Having worked in a variety of entertainment venues, Erin Lorek has cultivated a fascination with the substance of light. At her new design studio, Lorekform, she combines her passion for lighting with manual artistry to create glass lamps and lighting fixtures. Lorek transfers her experience in design and gaffing to a creation process utilizing iron and glass, ultimately delivering a product that both illuminates and provides any environment with a unique piece of art. Introducing this week’s Maker Monday, Erin Lorek.
Lorek’s background in live theatre inspired her Surround pendant, a minimalistic design, akin to a ghost light, that captures light in a reflective glass disc.
Andrew Joseph: You’re the newest Crayola color. What color are you and why?
Erin Lorek: “Luminance.” I work like the highlighter in your makeup bag. Honestly, a large-scale version of this would be great; I could make everything in my apartment fresh and dewy.

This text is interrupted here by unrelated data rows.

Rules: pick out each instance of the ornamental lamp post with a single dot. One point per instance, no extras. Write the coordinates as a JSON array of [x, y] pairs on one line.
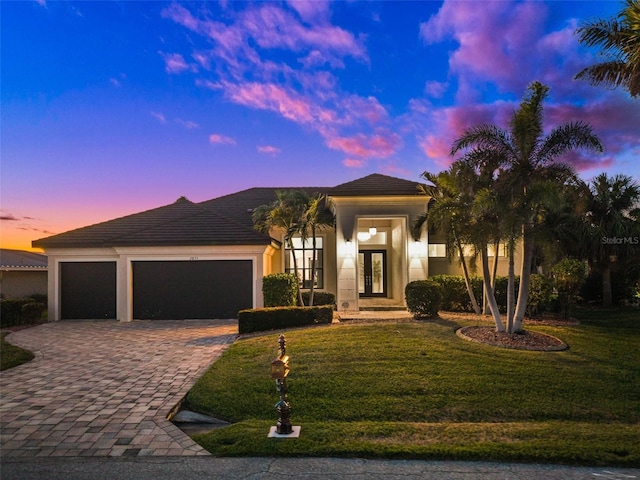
[[279, 372]]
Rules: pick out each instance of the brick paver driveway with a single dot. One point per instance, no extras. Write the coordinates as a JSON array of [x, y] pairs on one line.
[[105, 388]]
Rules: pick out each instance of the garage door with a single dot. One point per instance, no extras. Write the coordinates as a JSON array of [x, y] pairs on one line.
[[191, 289], [88, 290]]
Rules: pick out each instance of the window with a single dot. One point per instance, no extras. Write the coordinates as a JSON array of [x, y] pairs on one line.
[[304, 260], [502, 250], [437, 250]]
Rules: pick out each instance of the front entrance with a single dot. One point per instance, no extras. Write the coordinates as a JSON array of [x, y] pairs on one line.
[[373, 273]]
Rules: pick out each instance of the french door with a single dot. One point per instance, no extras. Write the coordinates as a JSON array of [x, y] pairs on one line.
[[373, 273]]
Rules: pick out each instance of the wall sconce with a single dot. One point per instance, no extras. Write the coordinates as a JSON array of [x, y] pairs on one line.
[[348, 248], [363, 236]]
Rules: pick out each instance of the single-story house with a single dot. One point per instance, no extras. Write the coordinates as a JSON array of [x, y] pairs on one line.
[[22, 273], [206, 260]]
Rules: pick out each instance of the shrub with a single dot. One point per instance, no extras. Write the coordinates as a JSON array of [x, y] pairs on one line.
[[260, 319], [320, 298], [455, 297], [569, 276], [21, 311], [32, 312], [423, 298], [540, 294], [280, 290]]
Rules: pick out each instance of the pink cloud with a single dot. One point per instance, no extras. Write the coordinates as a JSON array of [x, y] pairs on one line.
[[159, 116], [380, 145], [175, 63], [269, 149], [310, 11], [368, 109], [219, 139], [435, 89], [272, 97], [187, 123], [354, 163], [503, 43]]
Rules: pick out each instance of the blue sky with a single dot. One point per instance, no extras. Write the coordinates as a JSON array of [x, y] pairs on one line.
[[111, 108]]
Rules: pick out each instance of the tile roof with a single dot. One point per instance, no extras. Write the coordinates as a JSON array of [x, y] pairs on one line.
[[20, 259], [224, 220], [375, 185]]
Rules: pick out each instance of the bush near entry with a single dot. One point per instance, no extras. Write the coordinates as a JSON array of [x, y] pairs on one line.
[[260, 319], [424, 298], [320, 298], [280, 290]]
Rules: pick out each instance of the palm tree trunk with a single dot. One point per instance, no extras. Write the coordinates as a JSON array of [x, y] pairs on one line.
[[491, 298], [511, 294], [494, 276], [296, 272], [607, 296], [313, 267], [467, 281], [523, 291]]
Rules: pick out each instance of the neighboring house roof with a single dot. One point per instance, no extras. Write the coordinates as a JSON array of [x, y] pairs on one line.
[[224, 220], [22, 260], [375, 185]]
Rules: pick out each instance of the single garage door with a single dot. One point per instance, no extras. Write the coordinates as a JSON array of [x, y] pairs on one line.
[[176, 290], [87, 290]]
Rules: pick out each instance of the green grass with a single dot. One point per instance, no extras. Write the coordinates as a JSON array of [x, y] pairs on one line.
[[416, 390], [12, 356]]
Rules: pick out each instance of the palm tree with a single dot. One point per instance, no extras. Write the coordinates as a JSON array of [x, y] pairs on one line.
[[286, 213], [619, 39], [613, 221], [528, 159], [315, 217], [449, 213]]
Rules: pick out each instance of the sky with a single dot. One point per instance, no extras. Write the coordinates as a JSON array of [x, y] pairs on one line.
[[113, 108]]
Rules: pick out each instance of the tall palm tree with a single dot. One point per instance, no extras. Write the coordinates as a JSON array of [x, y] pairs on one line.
[[449, 213], [315, 218], [613, 221], [619, 39], [529, 158], [286, 213]]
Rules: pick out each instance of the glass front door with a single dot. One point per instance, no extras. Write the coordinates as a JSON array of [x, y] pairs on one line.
[[373, 273]]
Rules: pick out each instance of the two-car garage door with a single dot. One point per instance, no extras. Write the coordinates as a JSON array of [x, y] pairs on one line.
[[162, 290]]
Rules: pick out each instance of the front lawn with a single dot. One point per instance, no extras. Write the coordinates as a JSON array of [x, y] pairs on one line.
[[416, 390]]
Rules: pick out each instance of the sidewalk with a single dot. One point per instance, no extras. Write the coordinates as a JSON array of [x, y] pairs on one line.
[[210, 468]]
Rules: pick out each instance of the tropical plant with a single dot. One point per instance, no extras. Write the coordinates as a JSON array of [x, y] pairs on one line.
[[529, 169], [612, 225], [569, 275], [285, 213], [449, 213], [619, 39], [297, 214], [315, 218]]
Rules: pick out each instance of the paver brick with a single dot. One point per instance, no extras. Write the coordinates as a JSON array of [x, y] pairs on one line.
[[95, 384]]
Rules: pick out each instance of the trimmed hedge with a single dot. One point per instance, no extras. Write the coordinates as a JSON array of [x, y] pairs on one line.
[[320, 298], [280, 290], [275, 318], [423, 298]]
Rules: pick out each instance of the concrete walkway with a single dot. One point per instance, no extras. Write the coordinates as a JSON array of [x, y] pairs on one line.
[[105, 388]]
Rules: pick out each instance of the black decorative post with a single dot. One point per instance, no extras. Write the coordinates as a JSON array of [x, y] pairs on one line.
[[279, 372]]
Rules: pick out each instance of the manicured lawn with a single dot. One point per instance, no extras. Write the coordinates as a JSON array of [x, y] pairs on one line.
[[416, 390], [12, 356]]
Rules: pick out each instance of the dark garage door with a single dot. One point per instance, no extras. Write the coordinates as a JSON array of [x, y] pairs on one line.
[[87, 290], [191, 289]]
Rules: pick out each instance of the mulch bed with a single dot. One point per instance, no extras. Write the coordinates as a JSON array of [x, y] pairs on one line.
[[525, 340]]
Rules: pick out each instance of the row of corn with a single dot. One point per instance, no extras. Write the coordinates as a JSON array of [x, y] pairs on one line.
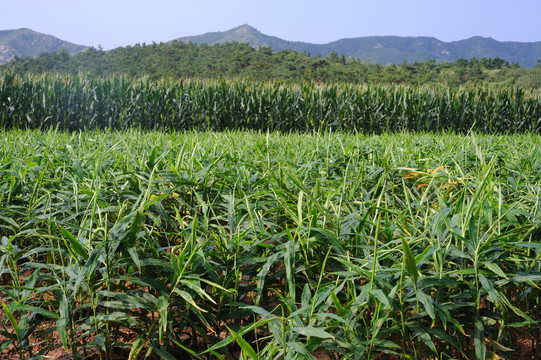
[[84, 102]]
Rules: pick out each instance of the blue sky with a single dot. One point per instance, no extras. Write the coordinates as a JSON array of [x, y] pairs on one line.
[[114, 23]]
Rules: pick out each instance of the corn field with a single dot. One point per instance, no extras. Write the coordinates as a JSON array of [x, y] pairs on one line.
[[238, 244], [83, 103]]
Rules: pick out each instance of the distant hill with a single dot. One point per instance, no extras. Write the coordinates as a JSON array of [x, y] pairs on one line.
[[386, 49], [26, 42]]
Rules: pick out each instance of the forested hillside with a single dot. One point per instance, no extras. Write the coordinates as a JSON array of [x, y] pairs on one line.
[[234, 60]]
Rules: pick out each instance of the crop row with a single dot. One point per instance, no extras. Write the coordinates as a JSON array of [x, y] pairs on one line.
[[202, 245], [82, 102]]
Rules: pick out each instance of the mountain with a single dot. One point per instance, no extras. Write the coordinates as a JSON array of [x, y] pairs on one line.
[[386, 49], [26, 42]]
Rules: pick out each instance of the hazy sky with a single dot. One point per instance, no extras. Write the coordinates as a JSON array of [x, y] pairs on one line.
[[114, 23]]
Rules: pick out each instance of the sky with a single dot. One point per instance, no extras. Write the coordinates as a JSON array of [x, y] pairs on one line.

Andrew: If you weren’t a designer, you’d be a…?
Erin: I would absolutely love to be a model builder or storyboard artist. Fingers crossed either of those still happen.
The Beacon pendant, a delicate fixture in iron-cast glass, was Lorek’s first project and inspired her later designs.

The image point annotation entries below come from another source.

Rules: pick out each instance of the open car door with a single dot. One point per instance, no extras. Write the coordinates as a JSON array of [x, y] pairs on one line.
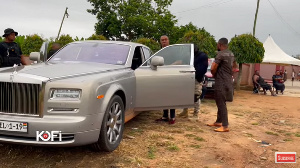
[[171, 85]]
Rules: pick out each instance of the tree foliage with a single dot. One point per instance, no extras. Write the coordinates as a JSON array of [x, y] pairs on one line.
[[32, 43], [132, 18], [96, 37], [77, 39], [152, 44], [204, 40], [247, 49]]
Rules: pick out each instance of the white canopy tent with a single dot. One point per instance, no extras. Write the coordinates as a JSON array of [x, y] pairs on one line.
[[274, 54]]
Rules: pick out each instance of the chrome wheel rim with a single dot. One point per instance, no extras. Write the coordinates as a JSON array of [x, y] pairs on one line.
[[114, 123]]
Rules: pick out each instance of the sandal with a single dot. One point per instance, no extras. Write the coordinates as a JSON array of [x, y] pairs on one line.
[[162, 120], [214, 125]]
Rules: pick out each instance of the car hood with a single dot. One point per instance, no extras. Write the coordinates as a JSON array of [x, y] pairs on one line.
[[57, 70]]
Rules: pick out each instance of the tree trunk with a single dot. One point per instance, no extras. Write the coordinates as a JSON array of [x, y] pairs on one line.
[[254, 27], [238, 84]]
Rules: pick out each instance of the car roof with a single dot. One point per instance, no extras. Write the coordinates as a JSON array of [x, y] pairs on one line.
[[133, 44]]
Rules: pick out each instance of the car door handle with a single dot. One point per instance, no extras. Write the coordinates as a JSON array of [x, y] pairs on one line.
[[191, 71]]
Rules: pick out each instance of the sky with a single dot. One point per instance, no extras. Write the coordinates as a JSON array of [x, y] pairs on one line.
[[222, 18]]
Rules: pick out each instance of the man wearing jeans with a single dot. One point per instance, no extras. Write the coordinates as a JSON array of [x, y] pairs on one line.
[[200, 64]]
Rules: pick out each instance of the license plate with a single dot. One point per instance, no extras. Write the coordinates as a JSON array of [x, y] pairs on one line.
[[13, 126], [209, 84]]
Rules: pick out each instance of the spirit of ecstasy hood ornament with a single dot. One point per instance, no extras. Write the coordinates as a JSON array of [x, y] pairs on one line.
[[13, 74]]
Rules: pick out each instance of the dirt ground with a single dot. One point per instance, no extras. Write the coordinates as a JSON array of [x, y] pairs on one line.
[[274, 120]]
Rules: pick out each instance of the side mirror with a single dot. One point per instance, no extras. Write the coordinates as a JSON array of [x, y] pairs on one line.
[[35, 56], [156, 61]]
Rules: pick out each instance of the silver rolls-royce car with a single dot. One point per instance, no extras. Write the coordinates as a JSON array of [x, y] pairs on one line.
[[87, 90]]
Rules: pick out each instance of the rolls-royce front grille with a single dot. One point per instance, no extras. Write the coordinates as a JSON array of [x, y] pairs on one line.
[[19, 98]]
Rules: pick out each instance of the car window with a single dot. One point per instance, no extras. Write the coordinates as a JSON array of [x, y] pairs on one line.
[[176, 54], [147, 54], [107, 53], [210, 61]]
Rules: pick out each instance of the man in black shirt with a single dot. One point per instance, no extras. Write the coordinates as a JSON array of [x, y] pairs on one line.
[[222, 70], [10, 52], [200, 65]]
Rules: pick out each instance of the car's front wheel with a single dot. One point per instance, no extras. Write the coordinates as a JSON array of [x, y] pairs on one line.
[[112, 126]]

Andrew: If you could be any animal in the world, what animal would you be and why?
Erin: We all agree the answer is dolphin, right? Like is there anyone out there who doesn’t want to be living their best ocean life?
Andrew: Do you get your eight hours a night? – what is your schedule like?
Erin: Most of my 20s and 30s were spent working on live event production which has a nonsensically rough schedule. I’d often have to go to work at 2 or 3am. Now that I have the opportunity to sleep consistently I do everything I can to get the most out of it and sleep 7-8 hours a night.
Lorekform’s Surround pendant is adjustable and comes in a number of styles, providing a polished, quirky feature to any environment.
Andrew: What about your design style has shifted post-quarantine?
Erin: I’ve been pulling everything inward towards a place of hyper-focus, only thinking about the work in front of me. Up to this point, I spent way too much time worrying about how a piece might be produced. So far I’m enjoying the freedom.
Andrew: What would you like to be remembered for?
Erin: Ideas on the brutalist nature of light, the materiality of it.